Wednesday, September 2, 2009

Hey, Dad!

There were many rats down there. You could hear them bustling about and squeaking, sometimes fighting and shrieking. Rats down there along with the mice, piles of wood, piles of papers and red pencils, large heavy books, the microscopes, little rectangular pieces of glass with mysteries splattered on them. Bottles of guts and worms and giant bugs and fetuses and many other pickled dead things that looked impossibly large, magnified by the formaldehyde they were preserved in. Sawdust, the giant lathe, tools, big saws, paper and more paper, and my father doing something with all of these, including a partially constructed dollhouse that had little tiny doors and windows with little tiny hinges that you could open and close.

The rats were multi-colored, pretty, not too big, and had long pink hairless tails and the white ones had red eyeballs. I want to feed the rats. Not the mice, because they were always sick and some had metal things stuck in them. When I asked my father why the mice were always sick he said because he makes them that way.

“Can I feed the rats?” I asked.

“Yes, you may feed the rats,” he said.

I’d watched him feed the rats, twenty cages of them. Big cages, maybe five to fifteen in each, some with mommies and their cute little rat babies. You have to lift the wire tops to get to their special little rat food dishes. The water tubes you can do from the outside. I already did those. I wanted to get inside, stick my hands down into the rats and feed them for real.

My brother watches from the door, leaning up against the door jam with that slightly amused contemptuous look he always reserves for me. Creep! I ignore him. To the fifty-gallon drum, lift the lid, fill the basket with the nice smelling, precisely formed little compacted pellets; the only food these fat rats have ever known and will ever know until they serve their allotted purpose, designed by my father their God. Where’s the little scoop? Oh there. Basket of neat little pellets and the scoop. He’s still standing there watching and smirking, I hate him!

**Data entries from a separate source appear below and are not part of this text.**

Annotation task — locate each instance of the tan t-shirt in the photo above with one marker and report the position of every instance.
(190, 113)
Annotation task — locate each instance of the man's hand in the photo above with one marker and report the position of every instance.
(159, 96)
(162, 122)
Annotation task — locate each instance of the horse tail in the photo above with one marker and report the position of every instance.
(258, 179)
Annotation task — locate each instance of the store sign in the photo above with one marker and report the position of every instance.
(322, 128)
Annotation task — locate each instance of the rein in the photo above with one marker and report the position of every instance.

To the first cage, untwist the wires, lift the lid slightly, push it back, reach in for the dish . . . Oh! Sharp little rat toenails dig into my hand and run up my arm, how many, seven or eight? Scrambling out, using my arm as a highway to freedom, while my senses and body revolt. I started shrieking, just like them. I hear diabolical laughter from the doorway. Stupid idiot! I flail, throwing rats into the air, flinging them off my body and then running though the sawdust, stumbling over piles of wood, trying to catch them as they scurry away, grabbing these no longer pretty, suddenly slimy little monsters, throwing them back into the cage, trying to keep them in as they keep running out. Impossible, I am really in trouble, I thought, as that worthless horrible mean brother doubles over in laughter, still at the doorway. Okay, they’re all back in . . . SLAM THE LID DOWN NOW, I think and I did. And the shrieking went on and on…Oh that’s not me, that’s one of them, Oh NO! No, no! I lift the lid. A rat nose melded to the lid, parted from a rat face, a face covered with rat blood. The rat with no nose drops to the floor of the cage and is instantly concealed by a pile of squirming brothers and sisters. I can’t SEE!! NO!! They are EATING it! Tearing at its belly, disemboweling the evidence of my incompetence . . .

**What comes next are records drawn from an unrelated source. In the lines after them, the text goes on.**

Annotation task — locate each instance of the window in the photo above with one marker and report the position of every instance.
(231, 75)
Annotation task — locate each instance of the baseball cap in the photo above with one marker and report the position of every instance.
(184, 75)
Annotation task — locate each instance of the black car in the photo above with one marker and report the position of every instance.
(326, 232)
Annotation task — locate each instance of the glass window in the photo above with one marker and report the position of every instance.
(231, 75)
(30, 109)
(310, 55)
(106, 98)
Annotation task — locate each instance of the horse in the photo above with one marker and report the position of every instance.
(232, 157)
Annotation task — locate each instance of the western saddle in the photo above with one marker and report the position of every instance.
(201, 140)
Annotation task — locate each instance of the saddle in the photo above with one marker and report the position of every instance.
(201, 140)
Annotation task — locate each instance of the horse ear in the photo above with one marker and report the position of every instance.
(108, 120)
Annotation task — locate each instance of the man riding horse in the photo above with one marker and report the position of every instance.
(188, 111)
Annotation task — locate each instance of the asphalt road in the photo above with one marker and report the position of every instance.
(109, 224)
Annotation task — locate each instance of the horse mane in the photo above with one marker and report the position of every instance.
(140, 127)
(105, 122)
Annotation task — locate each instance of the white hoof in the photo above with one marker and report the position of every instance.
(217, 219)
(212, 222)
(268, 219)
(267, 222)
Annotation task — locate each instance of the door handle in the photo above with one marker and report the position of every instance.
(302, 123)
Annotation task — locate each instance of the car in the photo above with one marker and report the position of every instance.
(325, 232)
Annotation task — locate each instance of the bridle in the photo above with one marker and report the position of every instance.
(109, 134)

I watch with fascinated horror, knowing what I am seeing, but still not believing it. My brother walks over, lifts the lid, reaches in and pulls out the rat, the one with no nose and not much else by now. As he lifts it and pushes back the lid, an impossibly long pink wormy thing dangles from its belly. He pulls and pulls at it, pulls it out and throws the body into the trash can. He holds the loooonnggg wormy thing up in my face, turns around and runs up the stairs, with it bouncing and trailing behind him, and me not far behind, screaming in anger at him and in terror of my father.

“HEY DAD!” he yells, “She fed the rats!” and he hands him the slimy wormy thing.

“Oh,” says daddy, “So she did,” as he removes the thing from dung-head’s hand and lays it gently on the dining table where he was grading papers. He spreads it out carefully.

I’m nauseous with guilt, waiting to be “struck down.”

He makes me sit down and look.

And thus followed my first lesson on the anatomy of the lower intestine.